Human Capital & Careers

In the Hot Seat: Exec Pay

Three CEOs of companies that suffered steep mortgage-related losses defend their compensation to Congress.
Sarah JohnsonMarch 7, 2008

Three high-profile, high-earning executives who oversaw financial-services institutions that experienced large losses last year attempted to justify their pay packages at a congressional hearing Friday.

Former Merrill Lynch CEO E. Stanley O’Neal, ex-Citigroup CEO Charles Prince, and Countrywide Financial CEO Angelo Mozilo have spent the majority of their careers at companies that the House Committee on Oversight and Government Reform held up as being contributors to the mortgage-loan mess and ripple effect on the credit markets. But they claimed not to have been unduly compensated last year when their companies collectively suffered more than $20 billion in losses over two quarters.

Still, they admitted some culpability for not foreseeing the problems inherent in mortgage-backed securities. “As CEO, I was ultimately responsible for the protection of the company, including the risk models we used,” testified Prince. “While I was not the trader [of the securities] or the chief risk officer, I was the chief executive officer.”

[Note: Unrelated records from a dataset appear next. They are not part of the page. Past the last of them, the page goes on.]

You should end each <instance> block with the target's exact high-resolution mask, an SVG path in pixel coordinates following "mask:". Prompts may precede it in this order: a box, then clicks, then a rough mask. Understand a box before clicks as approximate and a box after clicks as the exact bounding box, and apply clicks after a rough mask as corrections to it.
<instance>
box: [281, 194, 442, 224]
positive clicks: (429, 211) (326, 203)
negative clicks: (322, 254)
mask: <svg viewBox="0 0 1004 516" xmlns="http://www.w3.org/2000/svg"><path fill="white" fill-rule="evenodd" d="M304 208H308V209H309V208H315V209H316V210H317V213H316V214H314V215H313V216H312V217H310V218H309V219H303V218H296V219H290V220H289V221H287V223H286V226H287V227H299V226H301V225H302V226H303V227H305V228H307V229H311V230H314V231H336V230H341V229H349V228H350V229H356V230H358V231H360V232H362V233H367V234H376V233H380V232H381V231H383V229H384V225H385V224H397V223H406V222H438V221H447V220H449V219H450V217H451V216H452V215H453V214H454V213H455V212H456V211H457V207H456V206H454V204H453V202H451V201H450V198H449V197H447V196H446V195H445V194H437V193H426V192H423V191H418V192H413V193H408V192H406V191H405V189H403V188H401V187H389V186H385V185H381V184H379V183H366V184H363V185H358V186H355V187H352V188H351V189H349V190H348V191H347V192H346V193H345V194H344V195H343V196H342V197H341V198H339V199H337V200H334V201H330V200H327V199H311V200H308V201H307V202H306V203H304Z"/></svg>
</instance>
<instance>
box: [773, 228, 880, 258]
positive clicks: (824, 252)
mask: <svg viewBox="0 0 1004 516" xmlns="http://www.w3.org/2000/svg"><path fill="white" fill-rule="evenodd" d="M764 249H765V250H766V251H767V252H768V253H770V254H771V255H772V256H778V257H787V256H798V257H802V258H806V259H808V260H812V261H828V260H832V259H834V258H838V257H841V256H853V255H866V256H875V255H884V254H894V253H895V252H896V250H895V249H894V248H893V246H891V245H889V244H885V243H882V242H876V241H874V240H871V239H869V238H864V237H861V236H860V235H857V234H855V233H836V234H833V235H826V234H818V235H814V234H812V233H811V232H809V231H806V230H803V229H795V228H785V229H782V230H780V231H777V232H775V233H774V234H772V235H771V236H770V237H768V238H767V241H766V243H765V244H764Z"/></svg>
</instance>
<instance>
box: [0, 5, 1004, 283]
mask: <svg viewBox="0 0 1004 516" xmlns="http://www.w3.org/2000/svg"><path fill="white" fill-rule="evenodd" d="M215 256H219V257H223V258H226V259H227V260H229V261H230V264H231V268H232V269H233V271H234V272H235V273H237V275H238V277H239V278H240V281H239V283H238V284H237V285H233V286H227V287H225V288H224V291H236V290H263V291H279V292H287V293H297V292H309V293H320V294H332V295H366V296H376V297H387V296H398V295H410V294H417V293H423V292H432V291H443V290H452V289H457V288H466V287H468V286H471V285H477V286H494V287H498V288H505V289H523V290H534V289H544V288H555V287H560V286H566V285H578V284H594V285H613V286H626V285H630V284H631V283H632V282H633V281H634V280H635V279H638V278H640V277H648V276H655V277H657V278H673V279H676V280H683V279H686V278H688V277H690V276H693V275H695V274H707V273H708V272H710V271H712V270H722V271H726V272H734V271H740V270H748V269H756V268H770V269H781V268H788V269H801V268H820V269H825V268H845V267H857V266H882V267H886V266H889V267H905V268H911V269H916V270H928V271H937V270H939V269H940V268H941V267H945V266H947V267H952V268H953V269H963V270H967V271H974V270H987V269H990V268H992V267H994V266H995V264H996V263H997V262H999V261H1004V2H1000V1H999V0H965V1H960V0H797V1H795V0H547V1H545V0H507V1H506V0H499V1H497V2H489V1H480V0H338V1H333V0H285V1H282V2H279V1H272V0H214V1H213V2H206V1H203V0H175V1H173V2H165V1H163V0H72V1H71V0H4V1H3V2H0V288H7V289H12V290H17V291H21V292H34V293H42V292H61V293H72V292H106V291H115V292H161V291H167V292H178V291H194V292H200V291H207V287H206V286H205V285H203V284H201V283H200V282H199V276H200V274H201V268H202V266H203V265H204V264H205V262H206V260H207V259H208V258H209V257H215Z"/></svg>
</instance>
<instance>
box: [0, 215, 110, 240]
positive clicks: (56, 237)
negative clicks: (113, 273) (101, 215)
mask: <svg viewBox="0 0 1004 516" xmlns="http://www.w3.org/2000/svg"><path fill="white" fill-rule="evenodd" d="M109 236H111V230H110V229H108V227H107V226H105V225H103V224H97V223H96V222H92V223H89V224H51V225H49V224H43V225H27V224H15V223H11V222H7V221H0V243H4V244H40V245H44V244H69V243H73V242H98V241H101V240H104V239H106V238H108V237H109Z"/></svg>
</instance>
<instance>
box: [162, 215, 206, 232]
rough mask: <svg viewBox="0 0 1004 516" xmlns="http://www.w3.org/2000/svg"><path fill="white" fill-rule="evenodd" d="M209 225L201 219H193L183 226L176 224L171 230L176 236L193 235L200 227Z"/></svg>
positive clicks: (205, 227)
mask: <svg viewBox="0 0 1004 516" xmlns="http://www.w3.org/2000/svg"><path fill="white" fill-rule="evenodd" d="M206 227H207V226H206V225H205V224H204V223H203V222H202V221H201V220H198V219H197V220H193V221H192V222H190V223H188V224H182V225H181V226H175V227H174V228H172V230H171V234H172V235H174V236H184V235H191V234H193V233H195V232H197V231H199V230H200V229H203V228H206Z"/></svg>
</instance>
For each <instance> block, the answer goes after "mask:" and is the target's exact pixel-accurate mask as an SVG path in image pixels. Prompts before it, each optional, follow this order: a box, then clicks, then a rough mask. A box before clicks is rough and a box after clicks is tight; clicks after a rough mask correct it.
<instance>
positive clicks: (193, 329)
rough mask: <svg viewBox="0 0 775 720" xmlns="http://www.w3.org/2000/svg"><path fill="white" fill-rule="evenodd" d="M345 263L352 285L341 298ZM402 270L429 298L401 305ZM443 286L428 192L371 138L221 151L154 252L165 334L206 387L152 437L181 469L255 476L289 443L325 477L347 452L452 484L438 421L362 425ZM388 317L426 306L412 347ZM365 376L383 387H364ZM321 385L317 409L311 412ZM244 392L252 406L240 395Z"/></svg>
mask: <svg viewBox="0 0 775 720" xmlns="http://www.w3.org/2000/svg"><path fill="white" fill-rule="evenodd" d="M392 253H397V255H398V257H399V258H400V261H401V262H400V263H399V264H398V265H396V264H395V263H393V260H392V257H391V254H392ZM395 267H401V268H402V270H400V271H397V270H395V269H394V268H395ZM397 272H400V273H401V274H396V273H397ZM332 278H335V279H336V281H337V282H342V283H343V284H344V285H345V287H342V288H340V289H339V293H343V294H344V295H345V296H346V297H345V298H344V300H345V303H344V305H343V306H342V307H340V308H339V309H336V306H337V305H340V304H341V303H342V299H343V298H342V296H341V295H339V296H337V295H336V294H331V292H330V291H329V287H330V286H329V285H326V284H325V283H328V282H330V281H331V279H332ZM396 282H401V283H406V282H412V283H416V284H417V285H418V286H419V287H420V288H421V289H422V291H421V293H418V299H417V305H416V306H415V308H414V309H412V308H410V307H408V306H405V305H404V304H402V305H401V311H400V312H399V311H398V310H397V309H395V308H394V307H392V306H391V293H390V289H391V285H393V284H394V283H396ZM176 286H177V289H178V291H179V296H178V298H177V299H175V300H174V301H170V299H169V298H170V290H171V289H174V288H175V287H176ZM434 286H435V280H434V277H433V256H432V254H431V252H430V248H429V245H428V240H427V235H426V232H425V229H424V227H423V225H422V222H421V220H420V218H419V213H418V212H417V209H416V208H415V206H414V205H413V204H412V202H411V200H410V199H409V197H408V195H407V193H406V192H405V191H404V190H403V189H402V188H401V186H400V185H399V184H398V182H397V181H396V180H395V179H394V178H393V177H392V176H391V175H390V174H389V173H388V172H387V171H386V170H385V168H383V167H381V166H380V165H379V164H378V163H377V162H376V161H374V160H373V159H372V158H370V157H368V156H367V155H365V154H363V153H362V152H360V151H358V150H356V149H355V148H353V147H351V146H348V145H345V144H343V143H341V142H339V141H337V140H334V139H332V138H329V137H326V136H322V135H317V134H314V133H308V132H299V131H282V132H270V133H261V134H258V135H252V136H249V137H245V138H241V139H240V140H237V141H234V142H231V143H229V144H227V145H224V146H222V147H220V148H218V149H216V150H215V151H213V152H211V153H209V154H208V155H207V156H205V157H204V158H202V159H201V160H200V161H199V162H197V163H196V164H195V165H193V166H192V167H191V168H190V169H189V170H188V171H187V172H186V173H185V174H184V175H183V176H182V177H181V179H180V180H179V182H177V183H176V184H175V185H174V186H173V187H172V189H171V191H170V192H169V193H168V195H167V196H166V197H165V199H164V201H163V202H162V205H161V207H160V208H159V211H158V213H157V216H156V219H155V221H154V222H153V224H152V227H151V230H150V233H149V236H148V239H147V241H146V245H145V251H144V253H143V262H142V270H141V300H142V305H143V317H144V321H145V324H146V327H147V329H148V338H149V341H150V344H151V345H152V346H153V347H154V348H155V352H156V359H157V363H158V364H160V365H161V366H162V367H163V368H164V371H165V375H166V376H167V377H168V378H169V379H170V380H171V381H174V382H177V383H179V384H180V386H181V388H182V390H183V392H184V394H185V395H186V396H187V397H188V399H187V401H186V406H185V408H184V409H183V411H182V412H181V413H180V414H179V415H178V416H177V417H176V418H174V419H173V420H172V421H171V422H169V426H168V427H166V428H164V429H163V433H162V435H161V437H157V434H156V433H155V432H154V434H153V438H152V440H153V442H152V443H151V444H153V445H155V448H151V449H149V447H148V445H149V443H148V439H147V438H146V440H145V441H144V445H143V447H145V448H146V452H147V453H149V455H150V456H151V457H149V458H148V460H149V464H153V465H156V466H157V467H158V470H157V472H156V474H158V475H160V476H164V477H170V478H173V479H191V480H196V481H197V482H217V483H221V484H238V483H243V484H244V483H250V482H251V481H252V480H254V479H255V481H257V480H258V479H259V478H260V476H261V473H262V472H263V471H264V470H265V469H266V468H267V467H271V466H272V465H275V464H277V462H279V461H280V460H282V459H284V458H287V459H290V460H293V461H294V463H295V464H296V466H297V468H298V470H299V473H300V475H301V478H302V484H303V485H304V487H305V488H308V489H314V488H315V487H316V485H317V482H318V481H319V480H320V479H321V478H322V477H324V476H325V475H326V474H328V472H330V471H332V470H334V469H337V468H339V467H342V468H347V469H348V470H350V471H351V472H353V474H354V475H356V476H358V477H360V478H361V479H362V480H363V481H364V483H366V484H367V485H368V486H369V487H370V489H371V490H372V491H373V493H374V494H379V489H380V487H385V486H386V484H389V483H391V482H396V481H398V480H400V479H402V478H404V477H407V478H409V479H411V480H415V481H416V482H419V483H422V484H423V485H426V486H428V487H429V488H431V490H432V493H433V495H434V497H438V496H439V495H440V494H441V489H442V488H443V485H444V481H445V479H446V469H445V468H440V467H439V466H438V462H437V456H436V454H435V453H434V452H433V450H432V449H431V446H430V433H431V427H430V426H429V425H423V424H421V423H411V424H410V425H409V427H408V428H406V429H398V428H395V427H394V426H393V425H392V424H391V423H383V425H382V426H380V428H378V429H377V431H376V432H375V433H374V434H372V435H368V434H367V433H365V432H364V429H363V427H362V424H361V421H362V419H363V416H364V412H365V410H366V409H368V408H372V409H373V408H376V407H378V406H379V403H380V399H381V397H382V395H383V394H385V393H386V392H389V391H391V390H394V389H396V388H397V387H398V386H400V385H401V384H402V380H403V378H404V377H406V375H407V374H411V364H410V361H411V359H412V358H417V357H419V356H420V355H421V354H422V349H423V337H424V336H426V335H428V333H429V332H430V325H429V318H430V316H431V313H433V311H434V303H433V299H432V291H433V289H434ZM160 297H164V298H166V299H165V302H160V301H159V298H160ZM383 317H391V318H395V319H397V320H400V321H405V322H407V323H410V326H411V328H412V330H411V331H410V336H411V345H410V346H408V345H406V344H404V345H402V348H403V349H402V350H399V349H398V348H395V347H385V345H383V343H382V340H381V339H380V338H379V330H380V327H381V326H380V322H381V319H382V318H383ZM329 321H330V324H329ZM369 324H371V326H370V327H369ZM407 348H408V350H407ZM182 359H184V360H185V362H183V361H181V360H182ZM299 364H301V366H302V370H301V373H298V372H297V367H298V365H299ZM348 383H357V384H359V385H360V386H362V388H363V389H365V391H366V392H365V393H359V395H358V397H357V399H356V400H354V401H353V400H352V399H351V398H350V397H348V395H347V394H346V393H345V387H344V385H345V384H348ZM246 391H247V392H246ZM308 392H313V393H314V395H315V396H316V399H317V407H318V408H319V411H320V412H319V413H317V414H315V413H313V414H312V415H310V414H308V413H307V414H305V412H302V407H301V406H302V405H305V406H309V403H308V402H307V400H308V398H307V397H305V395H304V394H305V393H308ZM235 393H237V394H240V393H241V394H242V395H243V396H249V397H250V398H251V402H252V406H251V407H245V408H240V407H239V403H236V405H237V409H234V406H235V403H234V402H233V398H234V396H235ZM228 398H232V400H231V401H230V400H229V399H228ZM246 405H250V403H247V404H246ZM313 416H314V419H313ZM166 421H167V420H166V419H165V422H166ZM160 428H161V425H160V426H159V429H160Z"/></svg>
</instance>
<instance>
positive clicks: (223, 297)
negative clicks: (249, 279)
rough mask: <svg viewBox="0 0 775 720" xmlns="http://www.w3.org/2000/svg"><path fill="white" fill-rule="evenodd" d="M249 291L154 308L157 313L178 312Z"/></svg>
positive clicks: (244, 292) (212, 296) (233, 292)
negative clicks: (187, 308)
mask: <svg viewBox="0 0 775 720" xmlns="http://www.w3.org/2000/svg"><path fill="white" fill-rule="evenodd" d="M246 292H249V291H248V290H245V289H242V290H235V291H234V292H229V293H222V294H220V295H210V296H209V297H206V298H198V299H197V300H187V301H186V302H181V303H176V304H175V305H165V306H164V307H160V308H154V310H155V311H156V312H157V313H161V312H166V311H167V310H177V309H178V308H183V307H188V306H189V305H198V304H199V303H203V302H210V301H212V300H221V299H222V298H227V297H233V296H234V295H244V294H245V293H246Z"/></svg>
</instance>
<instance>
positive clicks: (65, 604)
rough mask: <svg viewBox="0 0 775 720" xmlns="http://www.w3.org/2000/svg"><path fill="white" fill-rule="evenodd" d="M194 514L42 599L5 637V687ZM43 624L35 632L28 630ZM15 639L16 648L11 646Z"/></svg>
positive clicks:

At issue was whether these executives were unfairly compensated in relation to shareholders’ interests amid the subprime-mortgage fallout. “How can executives do so well when companies are doing so poorly?” asked committee chairman Henry Waxman (D-Calif.). He cited the executives’ 2007 pay deals as reflecting a growing “disconnect” between Corporate America’s top business leaders and the rank-and-file workers they employ.

Last year, according to the committee, Mozilo was awarded more than $120 million in compensation and stock; O’Neal resigned from Merrill Lynch with a $161 million retirement package; and Prince received a $10 million bonus, $28 million in unvested stock and options, and $1.5 million in annual perquisites when he left Citigroup.

Merrill Lynch has since taken a $7.9 billion write-down relating to its losses in mortgage-backed securities and collateralized debt obligations, and Citigroup has recorded more than $20 billion in subprime-related losses. Countrywide’s stock took a nosedive in 2007, falling 80 percent from a five-year high in February, according to the committee.

The chairs of the Merrill Lynch and Citigroup compensation committees disputed the contention that the pay packages were excessive. Prince and O’Neal suffered losses along with their stockholders, as they had been required to hold on to 75 percent of any company stock they earned while employed. And the majority of O’Neal’s $161 million package was based on performance measures created before last year, said John Finnegan, who heads Merrill Lynch’s compensation committee.

More under fire from the Democrats on the committee was Mozilo, who sold almost $150 million of his company’s stock in the past year, according to the committee’s data; some after Countrywide initiated a $1.5 billion share-repurchase program. Waxman sarcastically praised Mozilo for his timing in selling his stock just as Countrywide reached its last high of 45 cents a share and questioned how such a move helped the firm’s shareholders.

Mozilo defended his actions, saying he began getting his personal finances ready for retirement in 2004 and was advised by financial advisers to begin cashing out over a long period of time. He testified that rather than take out all of the stock at once, he stayed invested in the company because he “wanted to stay aligned with shareholders.” He also defended the timing of the stock-repurchase plan relative to his own stock sale, saying, “There is absolutely no relationship between the buyback of stock and any sales of options — there’s no relationship whatsoever.”

The committee’s Republicans tried to poke a hole in the premise of Waxman’s hearing, suggesting the government shouldn’t intervene in executive pay packages and that the compensation under review at the hearing had little — if any — effect on the problems in the housing market. “This is a hearing in search of the bad guys, and I don’t see any bad guys,” said Darrel Issa (R-Calif.), who noted that the three executives oversaw successful companies during the majority of their tenures.

In a separate discussion before the executives’ testimony, Nell Minow, editor and co-founder of corporate-governance watchdog The Corporate Library, said lucrative pay packages can have merit — as long as they take into consideration shareholders’ interests. However, when a high salary does not match an executive’s poor performance, she said, “that undermines the credibility of the American capital markets.” Minow suggested that shareholders should be given the ability to cast nonbinding, advisory votes on pay packages and have more say in director elections.